Reason Number 17:
Because your vet may have to euthanize one for rabies testing.
Here is the story: A client has been feeding some feral cats in her neighborhood. Always the opportunist, a young raccoon, probably a summer baby, had been visiting, too. Yesterday, while she was feeding them, the 'coon jumped up at her and bit her hand, rather severely.
I got involved when the client's husband called the office yesterday, from the hospital ER where his wife was undergoing a series of most painful treatments and injections. "If I catch the raccoon, can you have it tested for rabies?" he asked. After warning him to be very careful, I assured him I would take on this task.
Today, he showed up with the raccoon in a live trap. It was obvious that this raccoon was sick. To start, it was exhibiting some very odd behavior. It had been showing up in the daytime, and instead of running from a person, it attacked her. This is never a good sign. But, once trapped in the cage, it was not hissing and spitting and trying to get out, it was huddled in one corner, looking very dejected and lethargic.
I worked a snare in through the cage bars and looped it over the raccoon's head and around its neck, so that another person could hold it still while I injected it with a heavy sedative. It didn't even respond to the needle prick or the burning sensation of the injection. After that took effect, I donned a heavy leather glove, reached into the cage and restrained the 'coon while I administered the final injection. It was all over very quickly, and with much less risk than I was anticipating. I got the funniest compliment from the two staff members who watched me work. "Doc," they said, "All we can say is, You have some balls!" I reminded them that I actually had ovaries, but thanked them for the sentiment.
Rabies testing, whether for a raccoon, a dog, or a cat, involves analyzing brain tissue for certain microscopic changes. I will spare you the rest of the details, but let's just say what I had to do next is not in my Top 10 list of things I love about my job.
I feel certain that this raccoon had Canine Distemper Virus, not rabies.
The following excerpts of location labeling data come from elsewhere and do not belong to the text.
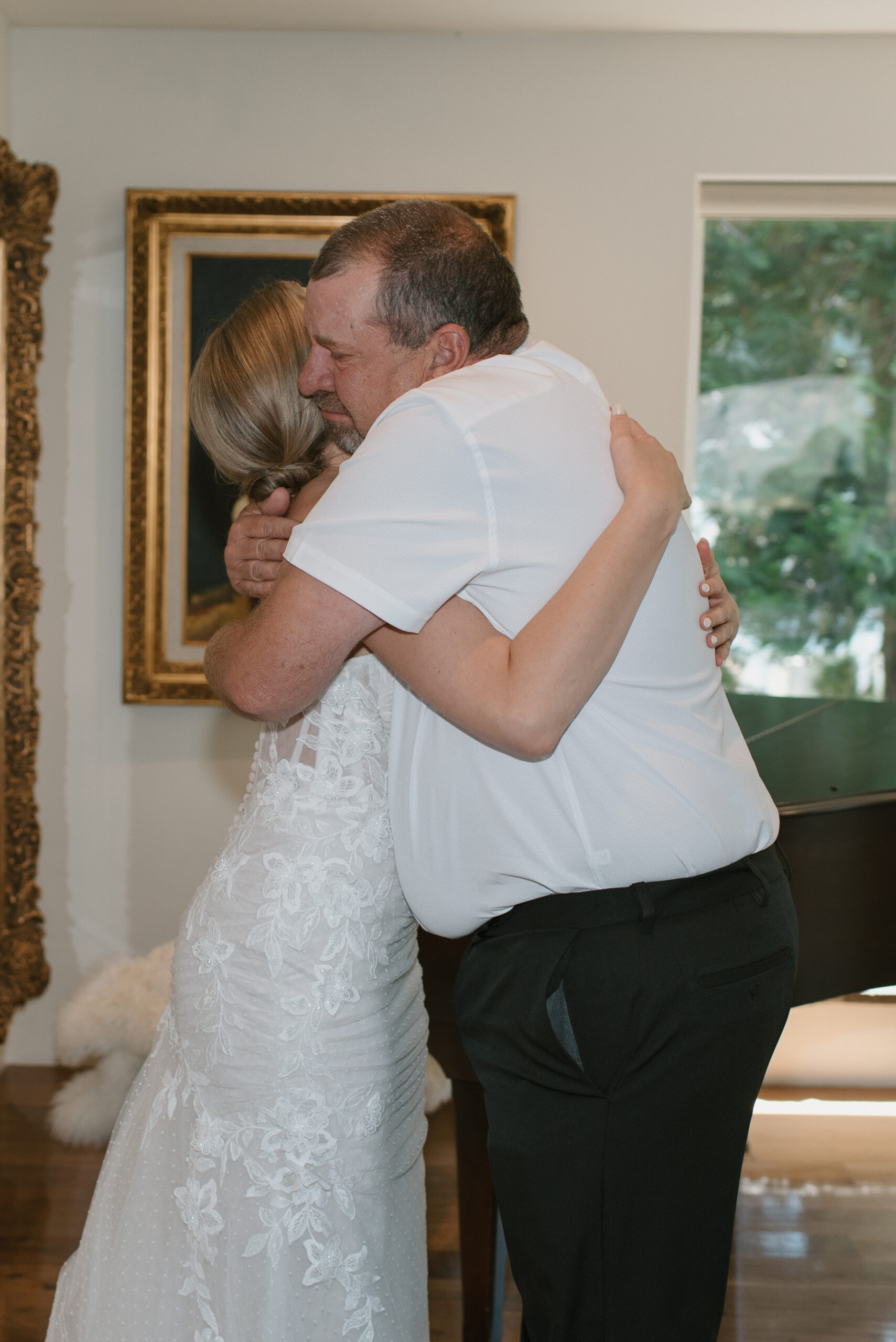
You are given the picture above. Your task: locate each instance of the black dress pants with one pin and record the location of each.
(621, 1038)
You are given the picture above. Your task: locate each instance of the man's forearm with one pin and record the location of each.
(224, 654)
(279, 659)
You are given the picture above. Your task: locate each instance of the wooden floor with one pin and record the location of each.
(815, 1257)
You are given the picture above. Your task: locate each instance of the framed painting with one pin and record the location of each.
(29, 193)
(192, 258)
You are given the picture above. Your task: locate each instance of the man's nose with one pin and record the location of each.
(317, 373)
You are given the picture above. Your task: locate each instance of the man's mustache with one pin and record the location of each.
(329, 402)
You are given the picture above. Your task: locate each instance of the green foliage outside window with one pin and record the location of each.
(808, 557)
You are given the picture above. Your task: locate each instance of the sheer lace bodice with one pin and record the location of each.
(279, 1118)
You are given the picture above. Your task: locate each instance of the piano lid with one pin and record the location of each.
(820, 753)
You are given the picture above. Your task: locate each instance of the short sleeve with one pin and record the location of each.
(408, 521)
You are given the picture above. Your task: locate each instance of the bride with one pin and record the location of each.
(265, 1180)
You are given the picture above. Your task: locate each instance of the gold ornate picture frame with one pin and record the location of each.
(27, 197)
(192, 257)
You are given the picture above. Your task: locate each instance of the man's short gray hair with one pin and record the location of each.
(438, 267)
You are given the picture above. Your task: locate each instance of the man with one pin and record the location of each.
(635, 937)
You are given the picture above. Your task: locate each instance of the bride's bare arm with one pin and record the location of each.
(520, 696)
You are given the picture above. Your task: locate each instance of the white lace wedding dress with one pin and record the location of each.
(265, 1180)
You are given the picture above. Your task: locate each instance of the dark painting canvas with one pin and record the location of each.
(218, 285)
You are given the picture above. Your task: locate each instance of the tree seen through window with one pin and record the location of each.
(796, 481)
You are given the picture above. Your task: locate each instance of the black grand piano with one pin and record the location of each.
(830, 767)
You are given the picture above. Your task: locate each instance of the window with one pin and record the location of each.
(796, 445)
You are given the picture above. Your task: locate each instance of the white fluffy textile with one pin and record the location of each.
(111, 1020)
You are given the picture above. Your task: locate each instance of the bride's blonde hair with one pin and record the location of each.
(244, 399)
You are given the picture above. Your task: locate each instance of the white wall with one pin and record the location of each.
(601, 137)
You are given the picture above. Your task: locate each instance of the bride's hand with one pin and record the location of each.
(255, 545)
(644, 469)
(724, 619)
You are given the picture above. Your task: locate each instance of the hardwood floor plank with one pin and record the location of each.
(811, 1263)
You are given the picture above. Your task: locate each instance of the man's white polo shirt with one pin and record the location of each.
(493, 482)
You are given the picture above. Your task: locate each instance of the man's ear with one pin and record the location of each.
(448, 348)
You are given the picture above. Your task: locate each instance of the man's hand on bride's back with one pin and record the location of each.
(255, 545)
(645, 471)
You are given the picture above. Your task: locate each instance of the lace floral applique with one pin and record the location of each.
(330, 799)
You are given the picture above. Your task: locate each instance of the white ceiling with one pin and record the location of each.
(820, 17)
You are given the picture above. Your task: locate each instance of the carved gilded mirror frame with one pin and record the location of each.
(27, 197)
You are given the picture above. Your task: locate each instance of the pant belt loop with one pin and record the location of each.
(648, 909)
(762, 900)
(784, 861)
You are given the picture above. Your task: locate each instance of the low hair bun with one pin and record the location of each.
(244, 401)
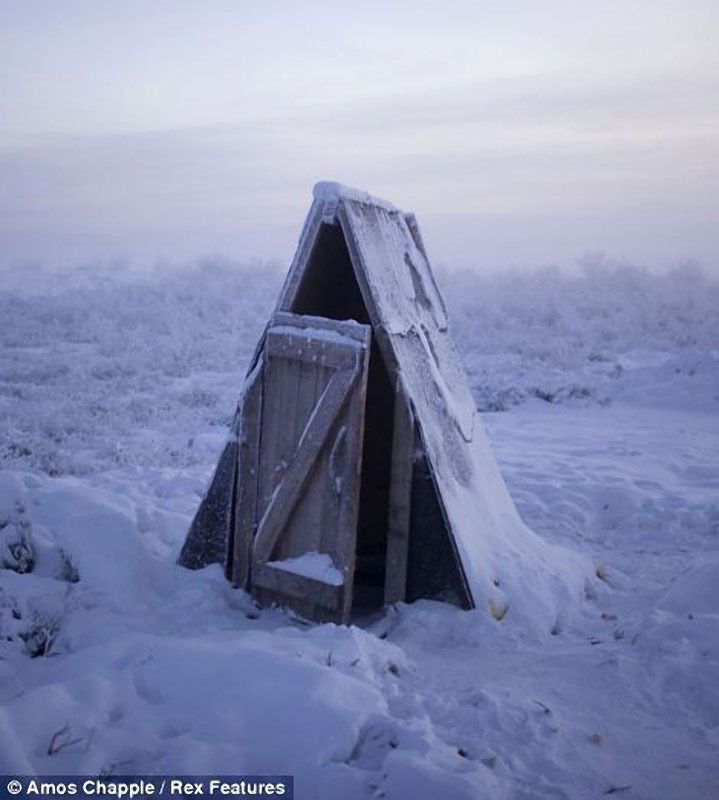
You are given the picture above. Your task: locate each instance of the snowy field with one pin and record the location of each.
(601, 393)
Distemper is a viral disease that affects the nervous system and often mimics rabies, which fortunately is extremely rare in our area. Still, you should NOT feed wild raccoons or encourage them to hang around, you should NOT make a pet of a young raccoon, and you should most definitely NEVER, EVER get near a raccoon who acts sick.
My client learned a painful lesson, and in the process, put her husband, me, and two of my staff members at risk for coming in contact with a rabies suspect. No matter how sorry you feel for the raccoons, please don't put yourself, your family, or your favorite veterinarian in this situation.
My health insurance company thanks you.